It was a rainy night. No bear showed up.

Got up, packed our stuff, had a quick breakfast, and continued along the Tskhenistskali river.

We came through hamlets or villages more often now, but most of the houses were abandoned. The closer we came to Lentekhi, the center of the Lower Svaneti district, the more people actually lived in the villages.

Reached Lentekhi in the early afternoon and decided to stay here for the night. Asked a police officer about possibilities. He phoned a friend with a car and they escorted us to Irina’s, in Stalin St. Irina is a friendly woman of Russian descent renting out rooms in the oversized house standing in her frontyard. I got the cheapest accomodation on the entire trip here (20 Lari (~8 Euro) incl. dinner).

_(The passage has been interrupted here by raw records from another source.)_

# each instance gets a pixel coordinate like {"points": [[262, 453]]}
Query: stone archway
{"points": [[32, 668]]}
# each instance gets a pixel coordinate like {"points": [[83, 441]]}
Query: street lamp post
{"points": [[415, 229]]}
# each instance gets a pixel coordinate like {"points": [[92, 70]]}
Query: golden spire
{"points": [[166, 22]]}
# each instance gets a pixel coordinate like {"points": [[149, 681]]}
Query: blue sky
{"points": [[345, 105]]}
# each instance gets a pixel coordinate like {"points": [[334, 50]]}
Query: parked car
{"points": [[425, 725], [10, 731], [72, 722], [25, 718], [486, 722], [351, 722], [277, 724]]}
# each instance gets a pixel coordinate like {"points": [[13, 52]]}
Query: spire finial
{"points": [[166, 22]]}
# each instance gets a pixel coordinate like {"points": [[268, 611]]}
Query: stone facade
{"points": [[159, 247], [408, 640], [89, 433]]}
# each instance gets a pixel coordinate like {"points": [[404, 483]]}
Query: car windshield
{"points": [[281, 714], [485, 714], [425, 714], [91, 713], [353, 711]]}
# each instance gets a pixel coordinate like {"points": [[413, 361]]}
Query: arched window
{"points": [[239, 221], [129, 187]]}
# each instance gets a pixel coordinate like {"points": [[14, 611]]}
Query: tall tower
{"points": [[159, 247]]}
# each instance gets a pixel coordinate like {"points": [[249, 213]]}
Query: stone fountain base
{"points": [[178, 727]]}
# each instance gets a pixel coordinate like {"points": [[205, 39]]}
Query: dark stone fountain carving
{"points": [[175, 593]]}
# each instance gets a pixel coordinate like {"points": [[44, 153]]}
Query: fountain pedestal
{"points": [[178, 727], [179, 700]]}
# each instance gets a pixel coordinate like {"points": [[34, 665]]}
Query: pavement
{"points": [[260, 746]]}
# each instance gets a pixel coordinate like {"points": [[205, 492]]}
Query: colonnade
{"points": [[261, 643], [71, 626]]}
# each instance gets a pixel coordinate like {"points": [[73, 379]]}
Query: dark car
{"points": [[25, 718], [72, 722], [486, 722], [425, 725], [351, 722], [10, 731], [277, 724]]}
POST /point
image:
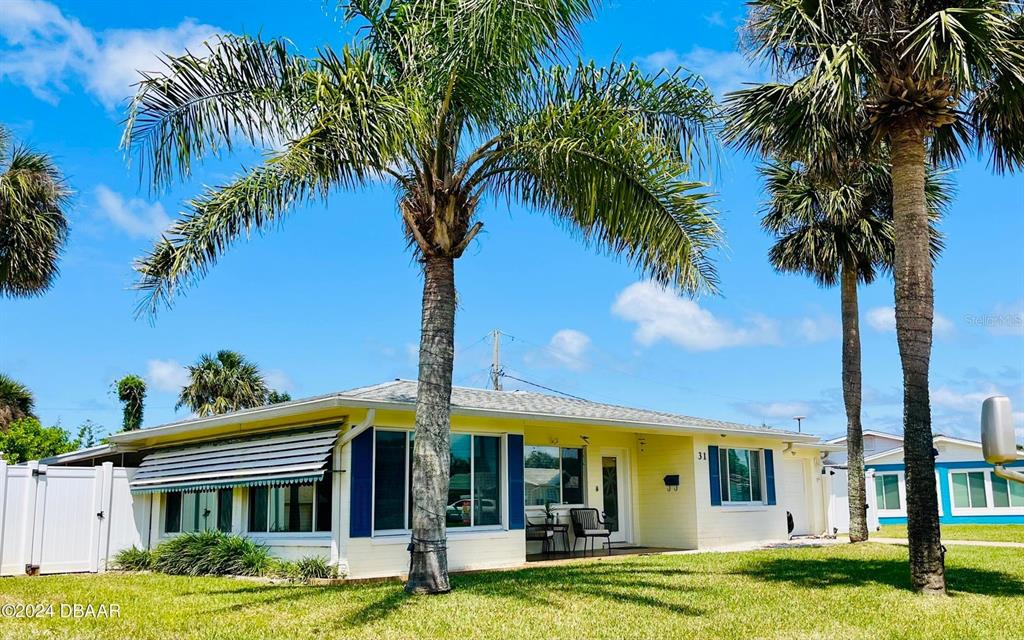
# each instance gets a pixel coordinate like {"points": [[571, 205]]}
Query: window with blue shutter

Not long after we arrived in Lentekhi it started to rain heavily. We went out anyway to check out the party scene have a look at the town. We also wanted to buy some wine. Finally found a shop that sold some – self-brewed in a 2 liter beer bottle!

We invited Irina to some wine. She accepted but was busy making phone calls and listening to music on her laptop all the time. The TV was running. Her little daughter watched TV in the next room, too. Media overkill after the quiet days up in the mountains.

What’s worse, there is no bathroom that we know of. We had our showers in Irina’s bathroom, but to reach it we had to walk through her living room AND her bed room.